The school district says that they were doing so to ensure that “non-student observers” wouldn’t get to learn any confidential matters. It is worth noting that the agreement doesn’t explicitly state that parents must not be in the vicinity of students when they’re taking classes. Nonetheless, the RCS has made it clear that it would remove children from the virtual meeting if there is any violation of the agreement on their end.

Simply put, the RCS is subtly asking parents to not listen and monitor the virtual sessions conducted by the school. But after several parents expressed their reservations about such an agreement, the RCS had to reiterate its intention and modify the agreement to better accommodate the suggestions of parents.

“The intent was not to prevent parents from being involved with their children during distance learning, but it was intended to protect the academic privacy of other students in the classroom who are visible during certain virtual class sessions,” said a spokesperson from the RCS.

According to the revised agreements, parents can stay in the virtual sessions and monitor their children, but shouldn’t record the session or divulge the contents of the virtual meeting to anyone else.

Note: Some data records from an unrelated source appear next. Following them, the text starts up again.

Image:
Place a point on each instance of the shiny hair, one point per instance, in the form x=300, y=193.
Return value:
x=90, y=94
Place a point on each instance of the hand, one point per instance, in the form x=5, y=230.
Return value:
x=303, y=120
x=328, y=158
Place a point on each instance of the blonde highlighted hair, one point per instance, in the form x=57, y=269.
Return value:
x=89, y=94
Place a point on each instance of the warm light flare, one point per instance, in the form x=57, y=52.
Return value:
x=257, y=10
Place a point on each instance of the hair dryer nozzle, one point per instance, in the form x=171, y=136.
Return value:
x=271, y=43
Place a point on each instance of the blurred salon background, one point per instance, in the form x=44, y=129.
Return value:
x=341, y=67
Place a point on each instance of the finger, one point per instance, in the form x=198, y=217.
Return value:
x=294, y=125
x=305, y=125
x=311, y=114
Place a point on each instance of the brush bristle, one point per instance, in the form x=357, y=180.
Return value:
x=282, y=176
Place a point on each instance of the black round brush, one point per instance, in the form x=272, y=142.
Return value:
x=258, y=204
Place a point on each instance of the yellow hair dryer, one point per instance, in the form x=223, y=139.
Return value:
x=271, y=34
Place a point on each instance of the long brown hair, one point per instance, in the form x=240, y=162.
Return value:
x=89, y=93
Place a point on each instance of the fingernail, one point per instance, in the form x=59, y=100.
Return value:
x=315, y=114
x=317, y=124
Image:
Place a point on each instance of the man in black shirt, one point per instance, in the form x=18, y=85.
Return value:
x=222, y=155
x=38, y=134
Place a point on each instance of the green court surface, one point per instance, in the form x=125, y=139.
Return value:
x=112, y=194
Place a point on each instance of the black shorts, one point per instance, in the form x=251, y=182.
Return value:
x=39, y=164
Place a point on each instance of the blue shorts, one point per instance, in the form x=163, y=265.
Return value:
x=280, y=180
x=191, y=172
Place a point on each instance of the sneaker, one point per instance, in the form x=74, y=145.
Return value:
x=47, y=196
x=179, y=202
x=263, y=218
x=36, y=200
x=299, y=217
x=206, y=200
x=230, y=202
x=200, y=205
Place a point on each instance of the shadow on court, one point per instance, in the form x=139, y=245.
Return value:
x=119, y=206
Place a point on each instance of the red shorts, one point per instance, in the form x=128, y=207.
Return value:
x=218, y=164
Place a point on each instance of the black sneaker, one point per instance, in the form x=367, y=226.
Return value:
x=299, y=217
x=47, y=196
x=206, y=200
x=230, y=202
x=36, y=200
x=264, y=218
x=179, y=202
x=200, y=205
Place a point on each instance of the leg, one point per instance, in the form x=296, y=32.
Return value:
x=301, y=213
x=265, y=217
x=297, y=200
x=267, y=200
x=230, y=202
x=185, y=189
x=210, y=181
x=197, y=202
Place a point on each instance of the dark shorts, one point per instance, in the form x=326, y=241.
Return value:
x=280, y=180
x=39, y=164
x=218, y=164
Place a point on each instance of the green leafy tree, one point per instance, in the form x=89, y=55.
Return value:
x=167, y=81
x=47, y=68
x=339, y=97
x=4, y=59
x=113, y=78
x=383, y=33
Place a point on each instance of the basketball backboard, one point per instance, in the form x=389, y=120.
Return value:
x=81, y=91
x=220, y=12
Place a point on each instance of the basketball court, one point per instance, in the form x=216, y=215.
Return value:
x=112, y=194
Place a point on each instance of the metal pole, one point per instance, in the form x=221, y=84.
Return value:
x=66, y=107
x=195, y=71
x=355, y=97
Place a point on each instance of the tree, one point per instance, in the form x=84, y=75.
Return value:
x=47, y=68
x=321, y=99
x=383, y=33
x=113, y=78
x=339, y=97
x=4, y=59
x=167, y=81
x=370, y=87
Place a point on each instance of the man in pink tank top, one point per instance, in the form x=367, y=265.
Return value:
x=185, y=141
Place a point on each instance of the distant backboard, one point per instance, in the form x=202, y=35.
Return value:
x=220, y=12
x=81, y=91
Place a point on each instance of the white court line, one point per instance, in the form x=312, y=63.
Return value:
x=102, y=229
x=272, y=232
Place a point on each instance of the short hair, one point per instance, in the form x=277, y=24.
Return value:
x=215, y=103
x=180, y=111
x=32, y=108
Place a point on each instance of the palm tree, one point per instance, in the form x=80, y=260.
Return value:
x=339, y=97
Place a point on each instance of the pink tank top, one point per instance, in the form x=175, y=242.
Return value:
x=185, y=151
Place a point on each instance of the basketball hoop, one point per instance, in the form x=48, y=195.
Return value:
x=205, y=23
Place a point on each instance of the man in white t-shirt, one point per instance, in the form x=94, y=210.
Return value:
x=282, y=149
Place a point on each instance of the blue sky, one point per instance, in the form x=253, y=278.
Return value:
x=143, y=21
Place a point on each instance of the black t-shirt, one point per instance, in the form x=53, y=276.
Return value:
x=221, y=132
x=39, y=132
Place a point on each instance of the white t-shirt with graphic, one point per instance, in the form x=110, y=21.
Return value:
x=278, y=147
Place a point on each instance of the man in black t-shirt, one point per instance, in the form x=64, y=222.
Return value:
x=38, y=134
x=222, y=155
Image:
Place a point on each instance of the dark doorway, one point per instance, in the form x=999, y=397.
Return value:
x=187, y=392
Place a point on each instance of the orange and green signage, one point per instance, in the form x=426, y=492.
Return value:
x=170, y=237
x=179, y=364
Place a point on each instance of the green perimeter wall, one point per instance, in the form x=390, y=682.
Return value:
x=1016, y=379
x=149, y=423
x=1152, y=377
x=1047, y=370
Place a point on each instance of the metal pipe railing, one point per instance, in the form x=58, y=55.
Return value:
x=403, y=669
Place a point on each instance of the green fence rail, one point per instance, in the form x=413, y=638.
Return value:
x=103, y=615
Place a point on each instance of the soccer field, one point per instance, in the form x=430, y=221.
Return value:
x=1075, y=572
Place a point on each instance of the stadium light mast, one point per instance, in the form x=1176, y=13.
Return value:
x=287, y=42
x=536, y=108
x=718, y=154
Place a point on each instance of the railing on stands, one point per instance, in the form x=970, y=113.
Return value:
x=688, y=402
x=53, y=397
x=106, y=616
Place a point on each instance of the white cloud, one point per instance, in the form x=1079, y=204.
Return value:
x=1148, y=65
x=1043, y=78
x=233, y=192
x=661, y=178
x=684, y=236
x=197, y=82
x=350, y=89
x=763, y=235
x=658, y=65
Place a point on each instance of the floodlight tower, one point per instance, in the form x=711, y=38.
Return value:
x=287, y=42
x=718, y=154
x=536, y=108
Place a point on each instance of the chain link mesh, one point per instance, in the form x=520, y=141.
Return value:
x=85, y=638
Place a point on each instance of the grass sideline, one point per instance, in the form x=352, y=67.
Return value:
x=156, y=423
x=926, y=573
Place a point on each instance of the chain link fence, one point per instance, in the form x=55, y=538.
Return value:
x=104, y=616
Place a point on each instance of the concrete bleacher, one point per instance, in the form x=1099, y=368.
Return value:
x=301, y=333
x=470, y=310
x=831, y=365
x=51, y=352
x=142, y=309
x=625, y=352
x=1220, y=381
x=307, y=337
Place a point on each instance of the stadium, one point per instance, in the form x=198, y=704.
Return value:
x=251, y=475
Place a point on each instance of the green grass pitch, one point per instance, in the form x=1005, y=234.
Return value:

“We have issued new guidance to principals that parents can assist their children during virtual group lessons with permission of the instructor but should refrain from sharing or recording any information about other students in the classroom.”

With the pandemic forcing educational institutions to resort to online teaching and learning models, some teachers across the US have raised concerns about teaching in the presence of parents. If such concerns continue to arise, schools may potentially resort to developing an online education model where parents’ involvement or presence during teaching will be greatly minimized to avoid kids learning what kids are being taught.